# Icechunk Performance - Zarr V2

Using data from the [NCAR ERA5 AWS Public Dataset](https://nsf-ncar-era5.s3.amazonaws.com/index.html).

In [1]:
import xarray as xr
import zarr
import dask
import fsspec
from dask.diagnostics import ProgressBar

print('xarray:  ', xr.__version__)
print('dask:    ', dask.__version__)
print('zarr:    ', zarr.__version__)

xarray:   2024.7.0
dask:     2024.6.2
zarr:     2.18.2


In [6]:
url = "https://nsf-ncar-era5.s3.amazonaws.com/e5.oper.an.pl/194106/e5.oper.an.pl.128_060_pv.ll025sc.1941060100_1941060123.nc"
%time dsc = xr.open_dataset(fsspec.open(url).open(), engine="h5netcdf", chunks={"time": 1}).drop_encoding()

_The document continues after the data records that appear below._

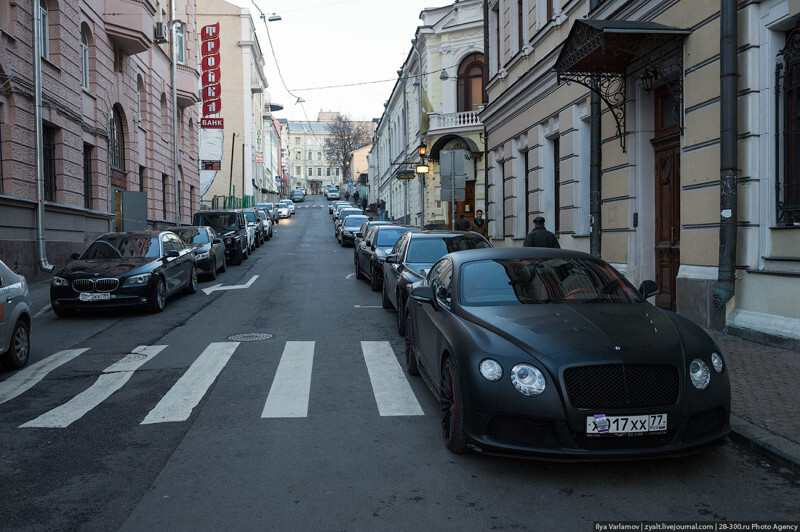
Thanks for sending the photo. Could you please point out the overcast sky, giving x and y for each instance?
(320, 43)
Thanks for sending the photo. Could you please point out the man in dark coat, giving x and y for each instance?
(540, 237)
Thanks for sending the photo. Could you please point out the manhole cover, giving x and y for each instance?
(250, 337)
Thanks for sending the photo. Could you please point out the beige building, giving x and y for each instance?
(663, 210)
(107, 125)
(243, 147)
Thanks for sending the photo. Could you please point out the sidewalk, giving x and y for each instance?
(765, 390)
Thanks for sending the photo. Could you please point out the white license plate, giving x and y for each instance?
(602, 424)
(95, 296)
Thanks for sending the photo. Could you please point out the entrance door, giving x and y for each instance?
(666, 145)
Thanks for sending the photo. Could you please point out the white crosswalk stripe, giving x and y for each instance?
(392, 391)
(27, 378)
(288, 396)
(180, 400)
(113, 378)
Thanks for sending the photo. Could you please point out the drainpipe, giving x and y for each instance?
(726, 279)
(41, 243)
(595, 160)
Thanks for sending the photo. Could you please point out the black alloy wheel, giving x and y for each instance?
(158, 299)
(20, 347)
(451, 406)
(411, 361)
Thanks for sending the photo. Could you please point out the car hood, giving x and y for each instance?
(103, 268)
(594, 331)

CPU times: user 123 ms, sys: 44.5 ms, total: 168 ms
Wall time: 1.91 s




In [7]:
print(ds)

<xarray.Dataset> Size: 4GB
Dimensions:    (time: 24, level: 37, latitude: 721, longitude: 1440)
Coordinates:
  * latitude   (latitude) float64 6kB 90.0 89.75 89.5 ... -89.5 -89.75 -90.0
  * level      (level) float64 296B 1.0 2.0 3.0 5.0 ... 925.0 950.0 975.0 1e+03
  * longitude  (longitude) float64 12kB 0.0 0.25 0.5 0.75 ... 359.2 359.5 359.8
  * time       (time) datetime64[ns] 192B 1941-06-01 ... 1941-06-01T23:00:00
Data variables:
    PV         (time, level, latitude, longitude) float32 4GB dask.array<chunksize=(1, 37, 721, 1440), meta=np.ndarray>
    utc_date   (time) int32 96B dask.array<chunksize=(1,), meta=np.ndarray>
Attributes:
    DATA_SOURCE:          ECMWF: https://cds.climate.copernicus.eu, Copernicu...
    NETCDF_CONVERSION:    CISL RDA: Conversion from ECMWF GRIB 1 data to netC...
    NETCDF_VERSION:       4.8.1
    CONVERSION_PLATFORM:  Linux r1i4n4 4.12.14-95.51-default #1 SMP Fri Apr 1...
    CONVERSION_DATE:      Wed May 10 06:33:49 MDT 2023
    Conventions:       

### Load Data from HDF5 File

This illustrates how loading directly from HDF5 files on S3 can be slow, even with Dask.

In [8]:
with ProgressBar():
    dsl = ds.load()

[########################################] | 100% Completed | 61.19 ss


### Write Zarr Store - No Dask

In [9]:
encoding = {
    "PV": {
        "compressor": zarr.Zstd(),
        "chunks": (1, 1, 721, 1440)
    }
}

In [17]:
target_url = "s3://icechunk-test/ryan/zarr-v2/test-era5-11"
store = zarr.storage.FSStore(target_url)

In [18]:
%time dsl.to_zarr(store, consolidated=False, encoding=encoding, mode="w")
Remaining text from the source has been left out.